The Mediterranean diet has been studied for over 60-70 years now. Starting with the Seven Countries study and continuing from there with several large observational studies, research repeatedly has shown that compliance to the Mediterranean diet appears to lower the risk of cardiovascular disease and other chronic conditions
The diet was initially based on the traditional diet of Greece (particularly Crete) and Southern Italy circa 1960’s. While it can never be exactly replicated, you can follow a Mediterranean diet wherever you are.
Not Sure Where to Start?
So how do you follow this diet? Drizzle olive oil on your bread? Add feta cheese and parmesan to your recipes? Drink wine every night? While these habits may sound Mediterranean, in terms of authentic Mediterranean diet and health benefits, what counts is a pattern of eating and not necessarily specific foods. For starters, here are 5 changes you can make to your diet right now and
How to Start Following a Mediterranean Diet
1. Switch to olive oil and do not skimp on it.
Trying to follow a Mediterranean diet using very little olive oil defeats the purpose. Olive oil is the basis of the diet and many of the benefits appear to come from the good monounsaturated fats but also the polyphenols in the olive oil. However to get the benefits, you must replace other fats with olive oil, making it your type of fat in the diet. In addition olive oil is what helps with such a high consumption of vegetables. Greeks consume many vegetables and one of reasons for this is because they cook them with olive oil which makes it easier to eat large amounts.
2. Eat vegetables as a main course.
The high consumption of vegetables is a main characteristic of the Mediterranean diet.
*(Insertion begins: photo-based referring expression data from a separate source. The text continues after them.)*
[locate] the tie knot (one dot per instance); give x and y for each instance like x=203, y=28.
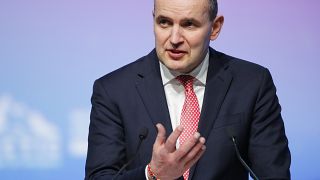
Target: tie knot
x=186, y=81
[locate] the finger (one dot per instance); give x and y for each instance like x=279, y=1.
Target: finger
x=187, y=146
x=161, y=136
x=171, y=142
x=196, y=158
x=194, y=151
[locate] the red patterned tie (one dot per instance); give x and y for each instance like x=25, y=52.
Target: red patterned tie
x=190, y=114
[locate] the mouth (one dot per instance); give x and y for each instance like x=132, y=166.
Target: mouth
x=176, y=54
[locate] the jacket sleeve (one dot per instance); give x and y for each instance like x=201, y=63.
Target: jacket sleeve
x=106, y=142
x=268, y=145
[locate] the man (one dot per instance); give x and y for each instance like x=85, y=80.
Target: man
x=189, y=97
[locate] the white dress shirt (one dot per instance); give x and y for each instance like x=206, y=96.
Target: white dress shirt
x=174, y=90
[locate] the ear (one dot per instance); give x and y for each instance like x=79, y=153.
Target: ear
x=216, y=27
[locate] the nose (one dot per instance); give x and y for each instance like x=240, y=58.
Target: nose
x=176, y=38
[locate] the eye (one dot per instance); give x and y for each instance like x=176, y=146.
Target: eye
x=188, y=23
x=163, y=22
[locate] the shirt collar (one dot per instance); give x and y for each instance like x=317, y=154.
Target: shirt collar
x=200, y=72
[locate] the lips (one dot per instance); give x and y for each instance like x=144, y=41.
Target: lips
x=176, y=54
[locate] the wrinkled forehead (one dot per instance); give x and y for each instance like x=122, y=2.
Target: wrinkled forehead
x=187, y=8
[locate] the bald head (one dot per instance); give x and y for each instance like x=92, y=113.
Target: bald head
x=212, y=8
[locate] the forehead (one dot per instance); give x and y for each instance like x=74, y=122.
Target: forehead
x=182, y=8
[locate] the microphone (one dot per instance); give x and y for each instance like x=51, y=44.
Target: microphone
x=231, y=133
x=143, y=133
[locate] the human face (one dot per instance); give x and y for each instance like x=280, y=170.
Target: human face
x=182, y=33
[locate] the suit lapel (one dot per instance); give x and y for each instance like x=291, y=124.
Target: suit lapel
x=217, y=85
x=150, y=88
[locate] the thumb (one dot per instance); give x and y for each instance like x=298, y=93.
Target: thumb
x=161, y=136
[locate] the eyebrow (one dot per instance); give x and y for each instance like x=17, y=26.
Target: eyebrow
x=183, y=20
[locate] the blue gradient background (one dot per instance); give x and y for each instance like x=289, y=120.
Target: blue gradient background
x=52, y=51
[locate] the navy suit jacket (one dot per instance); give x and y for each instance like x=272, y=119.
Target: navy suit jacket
x=239, y=95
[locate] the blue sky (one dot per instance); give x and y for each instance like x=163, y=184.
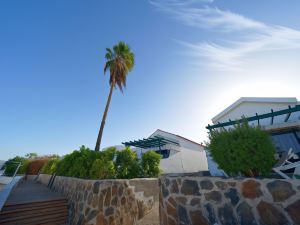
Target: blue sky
x=193, y=58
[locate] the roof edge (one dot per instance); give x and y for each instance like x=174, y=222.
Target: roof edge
x=255, y=99
x=179, y=137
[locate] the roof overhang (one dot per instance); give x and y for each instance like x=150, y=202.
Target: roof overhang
x=287, y=112
x=152, y=142
x=291, y=100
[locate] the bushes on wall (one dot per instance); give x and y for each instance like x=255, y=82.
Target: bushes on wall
x=11, y=165
x=103, y=169
x=127, y=165
x=243, y=150
x=35, y=165
x=78, y=163
x=88, y=164
x=50, y=166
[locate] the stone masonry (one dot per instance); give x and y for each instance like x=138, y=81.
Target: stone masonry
x=102, y=202
x=208, y=200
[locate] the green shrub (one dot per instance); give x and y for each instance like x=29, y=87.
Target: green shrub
x=11, y=165
x=244, y=149
x=150, y=164
x=102, y=169
x=50, y=167
x=127, y=165
x=78, y=163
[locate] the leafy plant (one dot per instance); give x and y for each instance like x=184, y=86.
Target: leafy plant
x=127, y=165
x=50, y=166
x=119, y=62
x=102, y=169
x=78, y=163
x=244, y=149
x=150, y=164
x=12, y=164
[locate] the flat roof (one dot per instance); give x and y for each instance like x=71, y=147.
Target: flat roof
x=254, y=99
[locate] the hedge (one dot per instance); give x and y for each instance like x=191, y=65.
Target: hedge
x=242, y=150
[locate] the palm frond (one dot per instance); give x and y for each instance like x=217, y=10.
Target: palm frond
x=120, y=61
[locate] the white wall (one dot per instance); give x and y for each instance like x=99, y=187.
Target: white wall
x=250, y=109
x=189, y=157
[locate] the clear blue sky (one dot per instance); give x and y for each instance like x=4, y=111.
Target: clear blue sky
x=193, y=58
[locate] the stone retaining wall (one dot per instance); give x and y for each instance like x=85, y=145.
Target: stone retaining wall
x=207, y=200
x=105, y=201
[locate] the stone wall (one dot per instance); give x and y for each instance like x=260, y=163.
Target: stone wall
x=207, y=200
x=102, y=202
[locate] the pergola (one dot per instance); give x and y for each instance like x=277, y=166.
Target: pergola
x=151, y=142
x=287, y=112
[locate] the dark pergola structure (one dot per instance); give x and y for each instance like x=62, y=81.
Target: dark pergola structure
x=151, y=142
x=257, y=117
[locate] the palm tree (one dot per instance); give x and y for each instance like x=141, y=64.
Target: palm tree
x=120, y=61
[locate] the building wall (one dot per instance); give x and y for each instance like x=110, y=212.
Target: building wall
x=106, y=201
x=250, y=109
x=207, y=200
x=189, y=157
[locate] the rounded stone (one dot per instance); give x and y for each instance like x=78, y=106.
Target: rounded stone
x=190, y=187
x=232, y=195
x=221, y=185
x=213, y=196
x=251, y=189
x=206, y=185
x=280, y=190
x=245, y=214
x=109, y=211
x=270, y=215
x=195, y=202
x=226, y=215
x=182, y=215
x=96, y=187
x=197, y=218
x=174, y=187
x=294, y=211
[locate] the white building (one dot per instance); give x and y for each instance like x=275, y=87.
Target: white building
x=179, y=155
x=279, y=116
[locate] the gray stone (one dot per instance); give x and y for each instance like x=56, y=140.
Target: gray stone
x=174, y=187
x=280, y=190
x=221, y=185
x=206, y=184
x=167, y=182
x=85, y=195
x=270, y=215
x=195, y=202
x=245, y=215
x=211, y=214
x=182, y=215
x=96, y=187
x=213, y=196
x=92, y=214
x=226, y=215
x=165, y=191
x=233, y=196
x=251, y=189
x=294, y=211
x=109, y=211
x=90, y=198
x=80, y=220
x=190, y=187
x=198, y=218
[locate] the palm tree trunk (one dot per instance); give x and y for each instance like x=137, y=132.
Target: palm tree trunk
x=98, y=143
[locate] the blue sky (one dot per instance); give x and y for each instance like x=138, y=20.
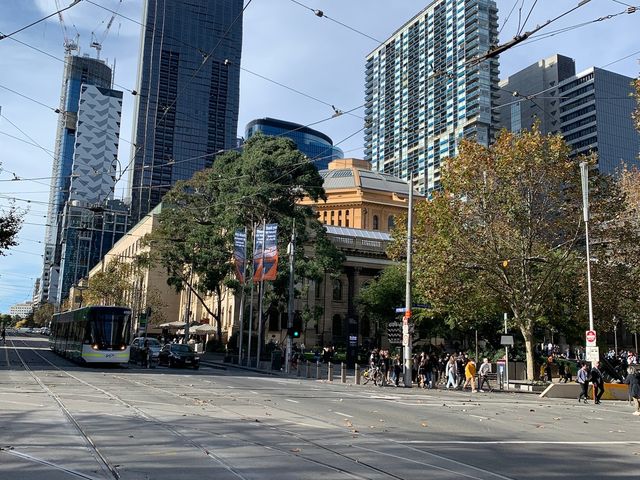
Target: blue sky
x=282, y=41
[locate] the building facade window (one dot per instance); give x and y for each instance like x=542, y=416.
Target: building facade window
x=337, y=290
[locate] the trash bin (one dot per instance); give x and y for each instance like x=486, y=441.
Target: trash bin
x=276, y=360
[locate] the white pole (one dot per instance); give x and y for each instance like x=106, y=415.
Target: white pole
x=506, y=355
x=407, y=317
x=584, y=173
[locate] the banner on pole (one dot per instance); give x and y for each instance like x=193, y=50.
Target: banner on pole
x=240, y=253
x=269, y=253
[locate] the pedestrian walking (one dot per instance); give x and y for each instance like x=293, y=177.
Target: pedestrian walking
x=470, y=375
x=450, y=371
x=583, y=380
x=597, y=379
x=633, y=380
x=484, y=371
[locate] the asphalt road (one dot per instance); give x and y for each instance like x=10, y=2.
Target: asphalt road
x=59, y=421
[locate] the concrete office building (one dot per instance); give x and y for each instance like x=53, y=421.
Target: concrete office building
x=317, y=146
x=422, y=94
x=591, y=109
x=189, y=86
x=84, y=160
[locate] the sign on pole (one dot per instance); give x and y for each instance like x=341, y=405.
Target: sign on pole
x=592, y=354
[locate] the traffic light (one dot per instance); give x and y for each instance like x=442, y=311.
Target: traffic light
x=293, y=332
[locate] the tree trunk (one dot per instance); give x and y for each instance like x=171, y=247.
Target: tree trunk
x=527, y=332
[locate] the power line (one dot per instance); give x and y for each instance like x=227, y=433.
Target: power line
x=75, y=2
x=321, y=14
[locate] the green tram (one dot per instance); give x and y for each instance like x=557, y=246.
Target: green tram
x=92, y=334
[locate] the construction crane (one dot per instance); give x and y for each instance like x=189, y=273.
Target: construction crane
x=97, y=43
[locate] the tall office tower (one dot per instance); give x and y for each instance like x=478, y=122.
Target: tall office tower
x=518, y=111
x=189, y=87
x=84, y=80
x=317, y=146
x=424, y=91
x=592, y=109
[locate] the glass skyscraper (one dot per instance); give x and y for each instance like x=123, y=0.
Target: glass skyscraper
x=188, y=93
x=424, y=91
x=84, y=160
x=317, y=146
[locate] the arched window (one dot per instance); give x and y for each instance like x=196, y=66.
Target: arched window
x=336, y=326
x=337, y=289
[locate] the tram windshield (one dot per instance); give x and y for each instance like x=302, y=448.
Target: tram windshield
x=110, y=329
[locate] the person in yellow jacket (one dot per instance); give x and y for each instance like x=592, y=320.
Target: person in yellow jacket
x=470, y=375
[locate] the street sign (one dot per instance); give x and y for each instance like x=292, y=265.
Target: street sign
x=506, y=340
x=592, y=354
x=394, y=333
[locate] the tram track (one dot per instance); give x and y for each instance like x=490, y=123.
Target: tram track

Greeks consume almost a pound of vegetables a day. In order for this to be accomplished vegetables such as green beans, peas, eggplant, artichoke, and okra are cooked in olive oil, tomato and herbs and accompanied with bread and feta cheese. A dish of these vegetables can provide 3 servings of vegetables.
3. Learn to cook a few basic Mediterranean meals.
4. Go vegan one or two days a week.
When we look at the traditional Greek diet, the Greeks abstained from animal products about 200 days a year for religious reasons. This most likely played an important role in the health benefits that were seen in that population. Check out the guidelines here.
5. Stop adding meat to everything.
I often see in recommendations for healthy eating plenty of vegetable dishes but also quite a bit of meat. We do not need that much meat (even if it is lean), and studies have shown that reducing meat is correlated with better health. Try the following guidelines: red meat once a week, chicken once a week and fish once a week.